Das Geheimnis der Digedags - Kult-Comic aus der DDR

Das Geheimnis der Digedags - Kult-Comic aus der DDR

Dig, Dag und Digedag. Die Digedags. Das sind die drei anarchistischen Kobolde, die Generationen von DDR-Kindern in ihr Herz geschlossen haben. Die legendäre ostdeutsche Comiczeitschrift "MOSAIK" fesselte die jungen DDR-Bürger mit Geschichten aus unerreichbaren Ländern und fernen Zeiten. Heute sind die alten Ausgaben heißbegehrtes Sammlerobjekt.

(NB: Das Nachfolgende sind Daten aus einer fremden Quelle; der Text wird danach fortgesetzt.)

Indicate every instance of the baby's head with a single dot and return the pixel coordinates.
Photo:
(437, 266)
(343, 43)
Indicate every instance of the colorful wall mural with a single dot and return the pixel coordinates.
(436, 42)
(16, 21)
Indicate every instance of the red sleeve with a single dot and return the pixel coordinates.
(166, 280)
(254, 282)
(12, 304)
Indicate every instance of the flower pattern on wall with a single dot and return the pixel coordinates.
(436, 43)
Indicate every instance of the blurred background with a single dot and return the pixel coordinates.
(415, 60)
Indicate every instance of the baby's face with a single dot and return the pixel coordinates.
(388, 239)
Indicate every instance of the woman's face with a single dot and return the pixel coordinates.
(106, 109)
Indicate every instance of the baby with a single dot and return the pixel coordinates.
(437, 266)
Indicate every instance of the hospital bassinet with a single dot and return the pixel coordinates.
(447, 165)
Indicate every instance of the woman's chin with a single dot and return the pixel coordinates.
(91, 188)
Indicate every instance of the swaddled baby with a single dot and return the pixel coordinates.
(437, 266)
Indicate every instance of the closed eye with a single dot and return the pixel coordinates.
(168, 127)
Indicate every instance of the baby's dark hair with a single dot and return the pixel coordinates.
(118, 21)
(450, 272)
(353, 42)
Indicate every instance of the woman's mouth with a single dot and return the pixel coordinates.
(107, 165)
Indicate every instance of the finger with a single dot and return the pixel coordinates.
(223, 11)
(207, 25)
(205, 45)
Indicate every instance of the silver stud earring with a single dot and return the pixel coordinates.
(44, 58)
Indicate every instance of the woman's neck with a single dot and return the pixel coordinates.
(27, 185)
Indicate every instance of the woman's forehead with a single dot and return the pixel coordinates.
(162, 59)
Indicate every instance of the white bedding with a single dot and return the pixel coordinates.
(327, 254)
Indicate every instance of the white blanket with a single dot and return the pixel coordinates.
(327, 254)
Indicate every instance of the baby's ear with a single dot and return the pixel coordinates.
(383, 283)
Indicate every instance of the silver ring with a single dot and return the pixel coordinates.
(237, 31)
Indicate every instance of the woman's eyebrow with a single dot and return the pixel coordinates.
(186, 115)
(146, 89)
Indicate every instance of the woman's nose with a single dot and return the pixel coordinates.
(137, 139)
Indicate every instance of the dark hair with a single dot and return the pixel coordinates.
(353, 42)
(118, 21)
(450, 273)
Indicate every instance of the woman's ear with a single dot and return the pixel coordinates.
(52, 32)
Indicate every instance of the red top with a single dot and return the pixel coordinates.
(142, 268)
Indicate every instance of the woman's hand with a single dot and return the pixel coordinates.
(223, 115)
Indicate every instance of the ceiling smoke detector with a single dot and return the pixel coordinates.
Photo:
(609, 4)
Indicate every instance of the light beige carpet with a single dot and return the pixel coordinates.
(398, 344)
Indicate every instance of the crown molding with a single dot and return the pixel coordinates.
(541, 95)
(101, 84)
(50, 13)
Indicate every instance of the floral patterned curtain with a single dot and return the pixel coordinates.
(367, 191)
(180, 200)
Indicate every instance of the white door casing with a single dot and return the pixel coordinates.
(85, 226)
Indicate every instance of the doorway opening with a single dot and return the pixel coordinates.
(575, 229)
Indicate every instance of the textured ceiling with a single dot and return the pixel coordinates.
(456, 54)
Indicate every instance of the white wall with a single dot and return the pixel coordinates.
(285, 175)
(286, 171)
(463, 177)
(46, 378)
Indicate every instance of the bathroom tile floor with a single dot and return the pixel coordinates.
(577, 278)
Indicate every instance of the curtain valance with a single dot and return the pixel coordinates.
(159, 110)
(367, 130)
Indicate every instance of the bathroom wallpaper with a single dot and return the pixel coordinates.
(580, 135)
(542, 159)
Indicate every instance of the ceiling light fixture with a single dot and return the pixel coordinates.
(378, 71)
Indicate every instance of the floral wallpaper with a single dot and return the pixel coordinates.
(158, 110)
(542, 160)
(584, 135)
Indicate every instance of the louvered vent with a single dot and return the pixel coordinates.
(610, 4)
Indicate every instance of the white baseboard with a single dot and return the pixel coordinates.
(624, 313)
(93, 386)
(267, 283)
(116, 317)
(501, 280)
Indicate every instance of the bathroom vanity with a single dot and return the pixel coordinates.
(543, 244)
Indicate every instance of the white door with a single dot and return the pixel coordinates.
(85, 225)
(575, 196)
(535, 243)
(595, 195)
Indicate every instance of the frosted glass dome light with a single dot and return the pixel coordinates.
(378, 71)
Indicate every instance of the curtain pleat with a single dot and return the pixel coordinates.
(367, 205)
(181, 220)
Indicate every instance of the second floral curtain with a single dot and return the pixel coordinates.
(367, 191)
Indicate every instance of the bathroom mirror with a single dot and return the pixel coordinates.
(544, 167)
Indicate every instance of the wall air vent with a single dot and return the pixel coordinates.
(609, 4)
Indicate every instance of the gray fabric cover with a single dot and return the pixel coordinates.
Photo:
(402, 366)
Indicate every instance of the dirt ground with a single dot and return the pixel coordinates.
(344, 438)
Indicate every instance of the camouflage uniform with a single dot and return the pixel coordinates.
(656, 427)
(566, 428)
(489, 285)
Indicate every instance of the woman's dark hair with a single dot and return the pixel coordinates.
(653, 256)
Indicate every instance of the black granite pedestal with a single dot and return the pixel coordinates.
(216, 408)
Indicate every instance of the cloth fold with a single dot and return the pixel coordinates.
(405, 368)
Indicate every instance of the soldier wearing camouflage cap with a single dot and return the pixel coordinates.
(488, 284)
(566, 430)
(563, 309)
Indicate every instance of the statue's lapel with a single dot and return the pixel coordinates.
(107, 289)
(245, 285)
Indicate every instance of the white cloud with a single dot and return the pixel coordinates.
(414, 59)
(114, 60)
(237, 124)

Alle vier Wochen standen die Fans in langen Schlangen vor den Zeitungskiosken der Republik, um sich die neue Ausgabe des MOSAIK zu sichern. Die Auflage von 600.000 Heften hielt der Nachfrage nicht stand: Beispiellos für DDR-Verhältnisse: bunt, schillernd, unangepasst und scheinbar komplett unabhängig von sozialistischer Erziehungsdoktrin ist die freche Erfolgsgeschichte dieses Comics eine verblüffende und auch geheimnisvolle Story.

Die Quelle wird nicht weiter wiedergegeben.